Once you become a captain and take on all the responsibility that comes with it, I think anything you learn in the airline world by doing it 40 hours per week prior to that will help with the non-airmen decision-making that comes with the gig. When to trust people, when not to, when to put up a fight with CS/ramp because they are fully capable of doing what you need and when to pump the brakes and accept the policies aren't realistically going to be followed, ect. Can't really teach those things, they come with experience. And at the 121 level, especially from the left seat, it'd be hard to understate how many nuances one must become familiar with. I mean, if you care about the "flight" and not just doing your job, anyway.

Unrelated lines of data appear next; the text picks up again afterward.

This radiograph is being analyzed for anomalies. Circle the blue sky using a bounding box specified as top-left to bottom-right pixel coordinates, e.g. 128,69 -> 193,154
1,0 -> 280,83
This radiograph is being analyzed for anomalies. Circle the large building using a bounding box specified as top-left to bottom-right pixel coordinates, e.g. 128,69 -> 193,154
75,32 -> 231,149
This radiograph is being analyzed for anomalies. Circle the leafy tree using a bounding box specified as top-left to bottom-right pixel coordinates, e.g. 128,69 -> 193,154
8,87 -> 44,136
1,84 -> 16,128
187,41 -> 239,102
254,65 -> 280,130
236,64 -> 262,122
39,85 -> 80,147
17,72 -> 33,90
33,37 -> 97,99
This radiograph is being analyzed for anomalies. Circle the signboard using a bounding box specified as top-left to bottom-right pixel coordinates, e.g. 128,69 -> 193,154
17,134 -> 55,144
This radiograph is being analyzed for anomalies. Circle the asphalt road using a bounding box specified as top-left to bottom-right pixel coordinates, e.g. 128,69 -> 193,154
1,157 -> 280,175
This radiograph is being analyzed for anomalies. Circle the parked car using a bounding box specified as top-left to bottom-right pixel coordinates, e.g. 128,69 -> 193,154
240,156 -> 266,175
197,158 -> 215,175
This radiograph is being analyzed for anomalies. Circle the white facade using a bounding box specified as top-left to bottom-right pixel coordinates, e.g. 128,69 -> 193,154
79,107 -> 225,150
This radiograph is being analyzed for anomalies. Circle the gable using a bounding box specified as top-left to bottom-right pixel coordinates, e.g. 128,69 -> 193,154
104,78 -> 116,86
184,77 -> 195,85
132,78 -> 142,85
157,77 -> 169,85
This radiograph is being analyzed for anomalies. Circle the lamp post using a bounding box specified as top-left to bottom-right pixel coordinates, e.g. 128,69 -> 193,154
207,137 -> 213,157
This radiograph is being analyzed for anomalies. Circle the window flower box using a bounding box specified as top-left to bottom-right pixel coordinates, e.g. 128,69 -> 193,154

What I'm surprised no one here has mentioned is that there are plenty of airlines who say if you leave in good standing and come back for a pilot job that you can keep your old employee number (which will usually get you 1st pick in class as to domiciles and types) and some airlines also say they'll most likely grant you an interview if you used to work there and meet pilot mins. When I was at SkyWest well before the hiring boom days, all my coworkers who got their ratings and went back to fly there (even if it was a decade later) were hired during periods of time where the advice was "say yes to whoever hires you first and go" and interviews were far from guaranteed. I've heard several guys at JSX complain that it is hard to get on at United straight from there, but both JSX guys I knew who were both former UA SFO employees did go straight from JSX to UA. So if you have an interest in flying at a company one day, I absolutely disagree that working for that company previously does not help you at least a tiny bit in getting an interview, if not hired.